Women in the Barracks
The VMI Case and Equal Rights
Philippa Strum
New in Paperback: March 2004
x, 418 pages, 29 photographs, 6-1/8 x 9-1/4
Paper ISBN 978-0-7006-1336-6, $19.95
Also available in cloth:
ISBN 978-0-7006-1164-5, $34.95
WINNER OF THE 2002 SCRIBES MERIT AWARD,
American Society of Writers on Legal Subjects
HONORABLE MENTION: AMERICAN BAR ASSOCIATION'S
SILVER GAVEL AWARD
In June 2001, there was a decidedly
new look to the graduating class at Virginia Military Institute.
For the first time ever, the line of graduates who received their
degrees at the "West Point of the South" included women
who had spent four years at VMI.
For 150 years, VMI had operated as a revered, state-funded institution-an
amalgam of Southern history, military tradition, and male bonding
rituals--and throughout that long history, no one had ever questioned
the fact that only males were admitted. Then in 1989 a female applicant
complained of discrimination to the Justice Department, which brought
suit the following year to integrate women into VMI.
Philippa Strum traces the origins of this landmark case back
to VMI's founding, its evolution over fifteen decades, and through
competing notions about women's proper place. Unlike most works
on women in military institutions, this one also provides a complete
legal history--from the initial complaint to final resolution
in United States v. Virginia--and shows how the Supreme
Court's ruling against VMI reflected changing societal ideas
about gender roles.
At the heart of the VMI case was the "rat line":
a ritualized form of hazing geared toward instilling male solidarity.
VMI claimed that its system of toughening individuals for leadership
was even more stringent than military service and that the system
would be destroyed if the Institute were forced to accommodate
women.
Strum interviewed lawyers from Justice and VMI, heads of concerned
women's groups, and VMI administrators, faculty, and cadets to
reconstruct the arguments in this important case. She was granted
interviews with both Justice Ginsburg, author of the majority
opinion, and Justice Scalia, the lone dissenter on the bench,
and meticulously analyzes both viewpoints. She shows how Ginsburg's
opinion not only articulated a new constitutional standard for
institutions accused of gender discrimination but also represented
the culmination of gender equality litigation in the twentieth
century.
Women in the Barracks is a case study that combines
both legal and cultural history, reviewing the long history of
male elitism in the military as it explores how new ideas about
gender equality have developed in the United States. It is an
engrossing story of change versus tradition, clear and accessible
for general readers yet highly instructive and valuable for students
and scholars.
A compelling, beautifully written, and sweeping legal history,
replete with wonderful insights, that reminds readers of the importance
of the federal judiciary as arbiters and mediators of the meanings
of the U.S. Constitution, especially during eras of cultural change.
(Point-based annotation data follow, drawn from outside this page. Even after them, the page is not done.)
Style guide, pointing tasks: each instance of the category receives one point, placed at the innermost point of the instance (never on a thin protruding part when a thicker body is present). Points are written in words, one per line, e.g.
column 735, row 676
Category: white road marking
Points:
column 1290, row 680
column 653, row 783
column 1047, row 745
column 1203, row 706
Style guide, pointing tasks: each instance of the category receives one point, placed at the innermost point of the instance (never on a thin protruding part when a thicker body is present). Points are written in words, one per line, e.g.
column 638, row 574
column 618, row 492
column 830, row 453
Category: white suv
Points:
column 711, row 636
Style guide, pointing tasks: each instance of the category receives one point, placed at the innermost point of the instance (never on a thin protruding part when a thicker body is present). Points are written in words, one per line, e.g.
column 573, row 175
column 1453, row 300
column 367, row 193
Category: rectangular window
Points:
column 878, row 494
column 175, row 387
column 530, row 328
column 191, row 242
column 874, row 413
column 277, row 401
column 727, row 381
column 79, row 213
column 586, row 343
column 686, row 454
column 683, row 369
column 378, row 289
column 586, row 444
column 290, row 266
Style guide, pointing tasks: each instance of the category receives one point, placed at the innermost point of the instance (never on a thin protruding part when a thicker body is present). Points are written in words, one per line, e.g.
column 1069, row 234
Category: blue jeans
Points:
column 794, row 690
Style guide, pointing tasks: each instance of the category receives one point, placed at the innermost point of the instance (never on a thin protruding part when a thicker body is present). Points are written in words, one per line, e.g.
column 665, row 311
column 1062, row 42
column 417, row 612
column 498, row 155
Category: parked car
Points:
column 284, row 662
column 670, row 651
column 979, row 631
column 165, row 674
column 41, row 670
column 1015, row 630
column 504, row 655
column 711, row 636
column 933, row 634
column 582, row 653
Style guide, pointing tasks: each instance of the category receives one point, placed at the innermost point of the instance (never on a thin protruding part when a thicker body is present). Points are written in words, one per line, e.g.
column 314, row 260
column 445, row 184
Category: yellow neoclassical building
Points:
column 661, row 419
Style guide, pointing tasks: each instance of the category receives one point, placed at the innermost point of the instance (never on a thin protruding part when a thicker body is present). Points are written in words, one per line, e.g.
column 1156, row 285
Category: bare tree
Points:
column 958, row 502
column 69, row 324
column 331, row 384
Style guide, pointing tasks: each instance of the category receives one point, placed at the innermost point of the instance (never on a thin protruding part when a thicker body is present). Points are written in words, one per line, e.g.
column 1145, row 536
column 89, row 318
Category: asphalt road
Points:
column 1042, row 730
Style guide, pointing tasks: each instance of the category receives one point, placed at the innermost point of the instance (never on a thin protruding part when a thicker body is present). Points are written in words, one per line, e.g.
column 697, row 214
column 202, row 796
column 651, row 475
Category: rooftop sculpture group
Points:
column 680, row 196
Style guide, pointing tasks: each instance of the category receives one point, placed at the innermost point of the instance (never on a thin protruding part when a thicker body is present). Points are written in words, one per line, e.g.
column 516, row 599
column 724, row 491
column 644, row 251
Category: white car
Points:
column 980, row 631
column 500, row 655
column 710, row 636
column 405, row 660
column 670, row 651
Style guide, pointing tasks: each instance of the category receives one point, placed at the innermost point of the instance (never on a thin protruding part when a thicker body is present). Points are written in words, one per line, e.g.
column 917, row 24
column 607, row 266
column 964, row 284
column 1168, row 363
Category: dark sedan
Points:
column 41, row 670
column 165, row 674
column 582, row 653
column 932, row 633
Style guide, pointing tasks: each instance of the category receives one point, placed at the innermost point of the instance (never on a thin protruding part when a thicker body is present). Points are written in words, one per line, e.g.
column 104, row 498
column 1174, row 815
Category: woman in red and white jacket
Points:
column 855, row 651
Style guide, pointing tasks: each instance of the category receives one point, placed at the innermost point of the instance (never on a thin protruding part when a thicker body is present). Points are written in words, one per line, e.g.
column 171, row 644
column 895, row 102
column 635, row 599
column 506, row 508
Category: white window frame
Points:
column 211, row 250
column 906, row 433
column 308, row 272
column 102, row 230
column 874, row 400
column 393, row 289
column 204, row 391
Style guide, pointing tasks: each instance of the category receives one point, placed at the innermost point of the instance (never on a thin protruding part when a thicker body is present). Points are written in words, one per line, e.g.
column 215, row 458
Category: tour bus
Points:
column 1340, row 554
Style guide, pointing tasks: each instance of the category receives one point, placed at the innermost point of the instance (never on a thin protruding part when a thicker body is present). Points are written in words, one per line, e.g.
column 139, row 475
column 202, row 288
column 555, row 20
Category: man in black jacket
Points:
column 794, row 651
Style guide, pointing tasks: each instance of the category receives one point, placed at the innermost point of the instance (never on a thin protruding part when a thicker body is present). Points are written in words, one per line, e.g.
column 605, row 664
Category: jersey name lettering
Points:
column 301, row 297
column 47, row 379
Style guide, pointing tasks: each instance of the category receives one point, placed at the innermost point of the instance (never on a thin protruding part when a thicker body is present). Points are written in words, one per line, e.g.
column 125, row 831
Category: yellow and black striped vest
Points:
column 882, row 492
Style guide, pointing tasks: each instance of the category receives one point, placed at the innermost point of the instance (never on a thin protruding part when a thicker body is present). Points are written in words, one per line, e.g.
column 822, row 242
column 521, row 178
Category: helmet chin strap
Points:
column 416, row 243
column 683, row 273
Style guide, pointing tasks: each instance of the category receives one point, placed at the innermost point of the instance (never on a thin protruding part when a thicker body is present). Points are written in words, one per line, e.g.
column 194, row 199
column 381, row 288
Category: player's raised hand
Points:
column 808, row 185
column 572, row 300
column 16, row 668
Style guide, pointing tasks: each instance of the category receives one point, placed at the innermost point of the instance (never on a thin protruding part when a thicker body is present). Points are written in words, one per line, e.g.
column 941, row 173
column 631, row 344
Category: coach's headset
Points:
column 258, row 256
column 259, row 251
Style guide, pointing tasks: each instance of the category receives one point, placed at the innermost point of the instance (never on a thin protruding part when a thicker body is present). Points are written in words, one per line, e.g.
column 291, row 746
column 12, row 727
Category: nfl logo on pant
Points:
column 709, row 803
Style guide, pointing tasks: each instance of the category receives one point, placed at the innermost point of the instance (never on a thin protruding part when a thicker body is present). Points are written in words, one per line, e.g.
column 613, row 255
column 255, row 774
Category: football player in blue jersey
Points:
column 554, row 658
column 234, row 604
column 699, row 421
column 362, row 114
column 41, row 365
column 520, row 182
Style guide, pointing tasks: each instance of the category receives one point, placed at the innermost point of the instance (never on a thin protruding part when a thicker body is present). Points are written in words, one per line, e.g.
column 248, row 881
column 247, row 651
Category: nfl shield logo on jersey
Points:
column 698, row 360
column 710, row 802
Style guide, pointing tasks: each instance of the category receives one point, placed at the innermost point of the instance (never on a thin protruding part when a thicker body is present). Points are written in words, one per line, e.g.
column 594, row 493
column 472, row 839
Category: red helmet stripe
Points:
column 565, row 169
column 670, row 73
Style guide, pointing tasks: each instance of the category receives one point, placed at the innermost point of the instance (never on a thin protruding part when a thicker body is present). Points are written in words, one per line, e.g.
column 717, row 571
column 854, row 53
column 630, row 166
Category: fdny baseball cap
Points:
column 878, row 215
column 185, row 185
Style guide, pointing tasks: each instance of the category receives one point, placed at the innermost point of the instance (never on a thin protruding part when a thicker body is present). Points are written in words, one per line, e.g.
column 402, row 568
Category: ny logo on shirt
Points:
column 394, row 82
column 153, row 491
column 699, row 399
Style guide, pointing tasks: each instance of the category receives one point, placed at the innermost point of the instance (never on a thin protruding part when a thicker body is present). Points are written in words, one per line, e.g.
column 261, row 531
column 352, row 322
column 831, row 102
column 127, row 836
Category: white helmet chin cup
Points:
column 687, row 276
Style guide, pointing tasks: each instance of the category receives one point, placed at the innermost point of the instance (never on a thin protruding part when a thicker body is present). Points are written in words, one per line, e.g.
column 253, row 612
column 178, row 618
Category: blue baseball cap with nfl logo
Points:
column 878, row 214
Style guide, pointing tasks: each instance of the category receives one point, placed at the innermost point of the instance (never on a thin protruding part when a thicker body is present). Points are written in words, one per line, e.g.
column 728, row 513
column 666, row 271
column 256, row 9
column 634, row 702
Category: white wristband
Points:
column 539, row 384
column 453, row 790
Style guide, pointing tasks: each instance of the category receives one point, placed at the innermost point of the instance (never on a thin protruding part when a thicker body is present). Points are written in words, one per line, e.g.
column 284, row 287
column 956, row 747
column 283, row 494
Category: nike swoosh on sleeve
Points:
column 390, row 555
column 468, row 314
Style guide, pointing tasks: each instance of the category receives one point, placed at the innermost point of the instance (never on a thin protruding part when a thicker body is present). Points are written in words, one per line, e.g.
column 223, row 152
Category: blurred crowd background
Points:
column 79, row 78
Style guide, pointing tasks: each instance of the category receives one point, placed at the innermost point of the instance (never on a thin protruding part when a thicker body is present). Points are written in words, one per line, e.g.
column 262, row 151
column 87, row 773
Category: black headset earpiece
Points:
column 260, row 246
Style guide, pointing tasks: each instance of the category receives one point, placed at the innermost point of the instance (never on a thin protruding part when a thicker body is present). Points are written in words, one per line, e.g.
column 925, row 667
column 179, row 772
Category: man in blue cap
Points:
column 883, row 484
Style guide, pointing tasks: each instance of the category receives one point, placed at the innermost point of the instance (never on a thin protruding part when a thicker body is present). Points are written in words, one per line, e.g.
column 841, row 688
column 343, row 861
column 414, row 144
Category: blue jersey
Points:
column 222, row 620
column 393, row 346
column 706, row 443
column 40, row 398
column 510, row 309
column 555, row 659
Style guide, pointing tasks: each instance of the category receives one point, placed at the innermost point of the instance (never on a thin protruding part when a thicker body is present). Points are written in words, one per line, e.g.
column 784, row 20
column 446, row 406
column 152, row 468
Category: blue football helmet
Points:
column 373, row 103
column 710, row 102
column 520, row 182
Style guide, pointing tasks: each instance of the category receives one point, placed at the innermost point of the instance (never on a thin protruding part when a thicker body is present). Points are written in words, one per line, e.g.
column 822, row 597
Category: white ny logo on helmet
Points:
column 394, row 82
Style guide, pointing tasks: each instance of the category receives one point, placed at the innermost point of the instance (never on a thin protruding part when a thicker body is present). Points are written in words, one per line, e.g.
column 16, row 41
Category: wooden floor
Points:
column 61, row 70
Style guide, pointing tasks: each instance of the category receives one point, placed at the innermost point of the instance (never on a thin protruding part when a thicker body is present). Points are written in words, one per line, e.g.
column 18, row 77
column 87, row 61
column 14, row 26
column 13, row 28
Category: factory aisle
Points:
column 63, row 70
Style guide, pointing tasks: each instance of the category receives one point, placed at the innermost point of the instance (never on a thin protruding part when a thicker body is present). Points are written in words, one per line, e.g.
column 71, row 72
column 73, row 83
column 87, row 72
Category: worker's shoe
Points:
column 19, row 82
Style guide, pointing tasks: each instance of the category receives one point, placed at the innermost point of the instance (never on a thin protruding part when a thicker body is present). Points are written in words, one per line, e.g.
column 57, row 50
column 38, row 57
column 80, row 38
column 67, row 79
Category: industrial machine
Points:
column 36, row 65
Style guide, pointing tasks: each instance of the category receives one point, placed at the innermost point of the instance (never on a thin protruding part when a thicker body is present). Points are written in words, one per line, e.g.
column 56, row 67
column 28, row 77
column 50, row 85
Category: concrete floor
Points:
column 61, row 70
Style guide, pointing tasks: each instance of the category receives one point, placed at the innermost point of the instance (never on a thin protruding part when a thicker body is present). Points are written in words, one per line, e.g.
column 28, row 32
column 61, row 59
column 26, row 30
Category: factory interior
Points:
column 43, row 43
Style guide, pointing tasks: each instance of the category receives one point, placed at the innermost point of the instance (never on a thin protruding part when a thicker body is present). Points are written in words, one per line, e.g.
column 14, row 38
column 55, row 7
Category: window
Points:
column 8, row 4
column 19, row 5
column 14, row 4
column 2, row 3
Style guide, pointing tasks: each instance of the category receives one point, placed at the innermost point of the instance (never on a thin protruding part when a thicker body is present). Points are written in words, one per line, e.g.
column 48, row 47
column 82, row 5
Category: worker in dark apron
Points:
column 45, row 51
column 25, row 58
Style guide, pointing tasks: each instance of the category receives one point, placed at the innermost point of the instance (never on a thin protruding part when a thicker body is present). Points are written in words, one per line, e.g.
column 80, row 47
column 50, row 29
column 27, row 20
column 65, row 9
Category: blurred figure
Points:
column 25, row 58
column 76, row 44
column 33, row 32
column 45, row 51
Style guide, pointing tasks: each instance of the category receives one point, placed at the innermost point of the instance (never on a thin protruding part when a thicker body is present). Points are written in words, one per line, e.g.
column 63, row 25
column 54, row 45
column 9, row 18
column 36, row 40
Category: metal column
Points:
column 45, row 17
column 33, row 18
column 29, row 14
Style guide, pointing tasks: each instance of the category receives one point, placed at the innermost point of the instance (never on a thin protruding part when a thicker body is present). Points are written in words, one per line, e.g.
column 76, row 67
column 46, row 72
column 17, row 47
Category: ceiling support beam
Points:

. . . A very significant contribution.--Journal of
American History
An epic story about the legal battle for gender equality
in the United States. . . . A modern version of Anthony Lewiss
Gideons Trumpet and an ideal companion to collections
on the Supreme Court, the law, feminism, and womens rights.
Highly recommended at all levels.--Choice
A fascinating book.--Virginia Quarterly Review
"Fascinating and beautifully written, Women in the Barracks
is far more than a case study of a lawsuit. It offers unique
insights into the evolution of gender roles in modern and postmodern
America."--Linda Grant De Pauw, author of Battle
Cries and Lullabies: Women in War from Prehistory to the Present
"An 'inside story' full of rich detail that illuminates both
VMI's institutional history and one important strand in the modern
women's movement."--Kenneth L. Karst, author of Law's
Promise, Law's Expression: Visions of Power in the Politics of
Race, Gender, and Religion
"A generous-spirited, thoughtful, and thorough book that
helps us think about the meanings of military traditions and
the military choices we make in our own time."--Linda
K. Kerber, author of No Constitutional Right to Be Ladies:
Women and the Obligations of Citizenship
PHILIPPA STRUM is director of United States Studies at the
Woodrow Wilson International Center for Scholars. Among her numerous
books are When the Nazis Came to Skokie: Freedom for Speech We
Hate and Privacy: The Debate in the United States Since 1945.